RequestScope :-say a web request comes from client, In the same request we are creating the bean with statement factory.getBean("MyBean1") will it return two different instances. My understanding is it will return the same instance as it is done under the same http request. Right? While it will return the two different instances in case of prototype request. Correct?

Correct.

Prototype:- Itis results in the creation of a new bean instance every time a request for that specific bean is made. As a rule of thumb, you should use the prototype scope for all beans that are stateful, while the singleton scope should be used for stateless beans. How come its differnt from request scope and how its support for stateful beans.

All scopes support stateful beans, it's just that you need to be very careful about managing that state. You need to think carefully about deciding the scope of that state. Is the state local to the current request, or is it local to the method that calls getBean? There is no difference in how the various scopes treat stateful beans.

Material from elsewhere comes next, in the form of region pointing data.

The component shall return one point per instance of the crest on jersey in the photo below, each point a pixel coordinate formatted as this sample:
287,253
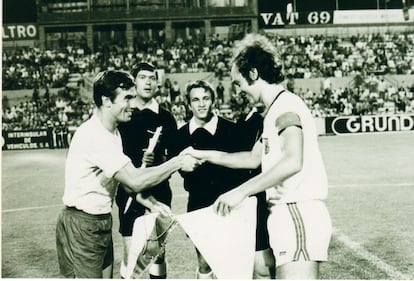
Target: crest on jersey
266,145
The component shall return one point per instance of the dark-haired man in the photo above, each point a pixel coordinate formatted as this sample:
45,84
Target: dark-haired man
95,165
146,118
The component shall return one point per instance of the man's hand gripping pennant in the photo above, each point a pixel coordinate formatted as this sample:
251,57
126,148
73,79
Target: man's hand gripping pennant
223,239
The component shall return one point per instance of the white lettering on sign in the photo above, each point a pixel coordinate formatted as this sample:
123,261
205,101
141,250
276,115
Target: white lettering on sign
19,31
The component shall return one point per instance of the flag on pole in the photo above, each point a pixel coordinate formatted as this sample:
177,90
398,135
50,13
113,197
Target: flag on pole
148,241
227,243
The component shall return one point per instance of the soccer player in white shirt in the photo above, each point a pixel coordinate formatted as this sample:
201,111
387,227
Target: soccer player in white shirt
95,165
293,174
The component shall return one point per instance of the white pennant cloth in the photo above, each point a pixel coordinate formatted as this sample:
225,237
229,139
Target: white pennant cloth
227,243
143,227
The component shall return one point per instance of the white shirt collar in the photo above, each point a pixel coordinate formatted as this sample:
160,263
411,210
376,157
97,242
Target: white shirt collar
152,105
210,126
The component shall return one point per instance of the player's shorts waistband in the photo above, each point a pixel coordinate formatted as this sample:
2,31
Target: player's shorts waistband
86,215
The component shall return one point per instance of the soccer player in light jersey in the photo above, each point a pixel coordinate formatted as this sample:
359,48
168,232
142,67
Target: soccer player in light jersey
293,173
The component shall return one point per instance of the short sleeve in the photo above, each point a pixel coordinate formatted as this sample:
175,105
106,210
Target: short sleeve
287,120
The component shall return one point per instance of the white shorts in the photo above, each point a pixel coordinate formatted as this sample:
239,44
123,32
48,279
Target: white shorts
299,231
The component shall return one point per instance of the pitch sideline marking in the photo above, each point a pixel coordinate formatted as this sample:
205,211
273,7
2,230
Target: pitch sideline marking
30,208
371,258
403,184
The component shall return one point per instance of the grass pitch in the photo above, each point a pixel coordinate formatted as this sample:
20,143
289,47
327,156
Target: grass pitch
370,201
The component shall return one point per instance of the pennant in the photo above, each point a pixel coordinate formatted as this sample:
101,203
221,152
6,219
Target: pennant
148,241
227,243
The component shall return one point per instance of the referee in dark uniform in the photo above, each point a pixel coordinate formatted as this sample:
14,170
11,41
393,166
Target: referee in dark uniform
135,139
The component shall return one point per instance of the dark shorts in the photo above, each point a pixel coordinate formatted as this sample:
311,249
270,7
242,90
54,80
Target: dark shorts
262,235
126,221
84,243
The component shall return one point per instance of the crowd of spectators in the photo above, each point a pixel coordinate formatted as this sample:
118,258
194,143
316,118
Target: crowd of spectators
368,58
302,57
66,108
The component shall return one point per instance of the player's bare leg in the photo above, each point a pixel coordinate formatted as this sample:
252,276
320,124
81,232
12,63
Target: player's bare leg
303,270
126,242
264,265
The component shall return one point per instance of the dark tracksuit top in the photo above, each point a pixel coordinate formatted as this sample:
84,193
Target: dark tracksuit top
135,138
209,181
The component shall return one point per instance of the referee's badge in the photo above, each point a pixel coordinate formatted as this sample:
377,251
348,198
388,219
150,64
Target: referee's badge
266,145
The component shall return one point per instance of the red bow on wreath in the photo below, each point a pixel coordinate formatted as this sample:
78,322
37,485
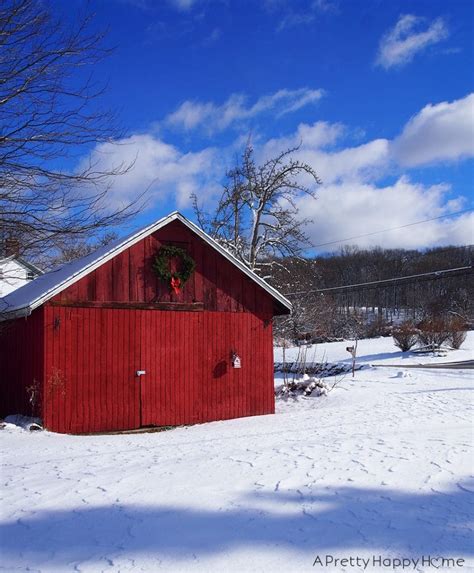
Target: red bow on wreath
174,266
175,285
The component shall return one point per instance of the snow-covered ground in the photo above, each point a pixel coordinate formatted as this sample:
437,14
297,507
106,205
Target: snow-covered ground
381,468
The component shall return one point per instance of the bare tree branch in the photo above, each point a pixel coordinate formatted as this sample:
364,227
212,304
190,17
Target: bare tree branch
48,116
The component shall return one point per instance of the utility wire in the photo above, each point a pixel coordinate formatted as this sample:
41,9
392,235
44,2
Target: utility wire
432,273
392,229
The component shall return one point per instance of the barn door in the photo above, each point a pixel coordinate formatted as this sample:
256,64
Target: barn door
170,348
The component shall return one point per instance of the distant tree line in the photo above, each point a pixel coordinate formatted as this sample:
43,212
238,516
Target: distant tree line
372,309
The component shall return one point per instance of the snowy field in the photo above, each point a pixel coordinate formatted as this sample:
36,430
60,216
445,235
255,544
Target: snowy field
379,469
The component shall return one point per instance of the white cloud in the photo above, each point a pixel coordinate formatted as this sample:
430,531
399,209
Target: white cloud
362,162
159,170
293,14
351,209
410,35
352,201
440,132
212,118
183,5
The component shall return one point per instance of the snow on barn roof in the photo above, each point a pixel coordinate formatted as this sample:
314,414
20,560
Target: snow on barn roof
24,300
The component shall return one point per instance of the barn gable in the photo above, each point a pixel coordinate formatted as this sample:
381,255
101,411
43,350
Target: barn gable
121,273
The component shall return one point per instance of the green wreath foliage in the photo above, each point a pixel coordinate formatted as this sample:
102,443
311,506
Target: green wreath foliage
161,264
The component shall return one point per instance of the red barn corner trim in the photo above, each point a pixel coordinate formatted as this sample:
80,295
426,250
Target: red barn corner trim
24,300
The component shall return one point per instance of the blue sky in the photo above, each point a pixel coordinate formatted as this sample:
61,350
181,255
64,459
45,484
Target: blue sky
378,93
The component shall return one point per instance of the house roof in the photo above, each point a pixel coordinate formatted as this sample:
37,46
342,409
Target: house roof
24,300
25,264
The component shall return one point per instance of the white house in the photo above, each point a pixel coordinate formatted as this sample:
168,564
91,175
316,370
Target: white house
14,273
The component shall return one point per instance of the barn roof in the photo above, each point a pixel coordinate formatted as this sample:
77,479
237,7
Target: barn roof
24,300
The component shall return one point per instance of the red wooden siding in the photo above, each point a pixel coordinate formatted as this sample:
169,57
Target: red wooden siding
85,345
21,363
91,356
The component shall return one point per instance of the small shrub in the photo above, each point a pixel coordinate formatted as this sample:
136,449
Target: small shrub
433,332
457,332
405,336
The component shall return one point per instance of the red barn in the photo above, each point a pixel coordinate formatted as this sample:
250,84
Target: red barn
164,327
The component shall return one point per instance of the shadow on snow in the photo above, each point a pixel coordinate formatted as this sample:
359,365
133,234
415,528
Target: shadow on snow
322,519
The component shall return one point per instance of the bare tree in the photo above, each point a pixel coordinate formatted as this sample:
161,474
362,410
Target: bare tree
48,117
256,217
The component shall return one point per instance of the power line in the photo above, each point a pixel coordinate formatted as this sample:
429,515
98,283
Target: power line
393,228
371,283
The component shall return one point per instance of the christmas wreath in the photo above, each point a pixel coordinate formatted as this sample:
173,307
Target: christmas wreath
166,267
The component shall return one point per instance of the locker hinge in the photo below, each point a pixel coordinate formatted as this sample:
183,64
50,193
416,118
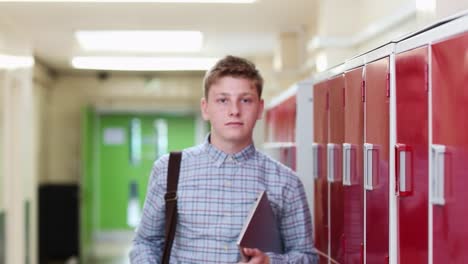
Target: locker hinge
344,96
327,103
426,77
387,93
363,90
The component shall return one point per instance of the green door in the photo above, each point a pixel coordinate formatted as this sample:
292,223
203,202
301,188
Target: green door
128,146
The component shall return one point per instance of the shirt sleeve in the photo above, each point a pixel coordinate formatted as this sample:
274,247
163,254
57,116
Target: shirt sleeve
296,229
149,238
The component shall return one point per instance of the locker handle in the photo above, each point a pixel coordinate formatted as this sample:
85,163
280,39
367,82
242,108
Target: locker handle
332,150
362,254
370,178
348,150
404,170
315,160
438,154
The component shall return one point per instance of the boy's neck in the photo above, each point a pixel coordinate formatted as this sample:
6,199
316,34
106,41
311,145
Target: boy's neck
229,147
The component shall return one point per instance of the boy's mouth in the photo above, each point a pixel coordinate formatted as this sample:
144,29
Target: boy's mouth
234,124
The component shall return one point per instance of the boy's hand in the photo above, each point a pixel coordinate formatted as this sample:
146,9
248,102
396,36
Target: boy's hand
256,256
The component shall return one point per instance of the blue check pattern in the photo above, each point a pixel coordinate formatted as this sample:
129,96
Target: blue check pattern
215,194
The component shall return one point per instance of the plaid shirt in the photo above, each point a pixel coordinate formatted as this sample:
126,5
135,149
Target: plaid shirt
216,192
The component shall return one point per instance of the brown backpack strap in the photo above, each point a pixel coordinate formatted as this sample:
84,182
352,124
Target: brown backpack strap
171,203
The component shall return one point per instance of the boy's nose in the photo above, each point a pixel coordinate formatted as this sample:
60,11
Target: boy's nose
234,110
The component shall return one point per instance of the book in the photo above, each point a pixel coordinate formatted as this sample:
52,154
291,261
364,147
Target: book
261,229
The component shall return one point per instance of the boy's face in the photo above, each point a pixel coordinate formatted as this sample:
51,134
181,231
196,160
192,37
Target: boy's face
232,107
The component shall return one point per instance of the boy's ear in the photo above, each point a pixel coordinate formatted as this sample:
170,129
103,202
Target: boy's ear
203,107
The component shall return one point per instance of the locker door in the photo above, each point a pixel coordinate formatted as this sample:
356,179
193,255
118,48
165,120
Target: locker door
353,182
320,170
411,155
334,159
376,160
449,150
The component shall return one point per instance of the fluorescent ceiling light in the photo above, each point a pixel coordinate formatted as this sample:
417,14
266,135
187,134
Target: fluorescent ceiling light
15,62
144,63
140,41
139,1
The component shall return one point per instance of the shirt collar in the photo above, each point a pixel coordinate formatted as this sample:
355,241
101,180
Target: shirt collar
219,157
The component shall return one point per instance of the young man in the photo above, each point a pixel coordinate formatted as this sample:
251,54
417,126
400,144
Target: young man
220,180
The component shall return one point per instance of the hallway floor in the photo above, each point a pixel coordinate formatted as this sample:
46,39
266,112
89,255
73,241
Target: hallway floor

per container:-Can we have more than one core conatiner in any application? My understanding is that if we are creating BeanFactory factory = new XmlBeanFactory("MyXml") two times in an applicaton , we can say two container instance exist.Right? in this case we can two instances of bean even if it is declared singleton. Is this correct?

Yes, that's correct. The "singleton" is preserved only as long as you ask the container for the bean, and that there is only one container defining that bean.

It is stated on some websites that it is stated that Spring core container avoid the need of programming the singleton. Here do they mean we dont have to code for singleton container will provide it for us. Right? Question here is If we declare the public constructor in bean. will container still provide the singleton for that bean(scope is singleton in xml file for this bean)?

If you simply call new MyBean(), when MyBean is defined as a bean in Spring, then the singleton will not be preserved. Spring has no control of things that you do outside of the container.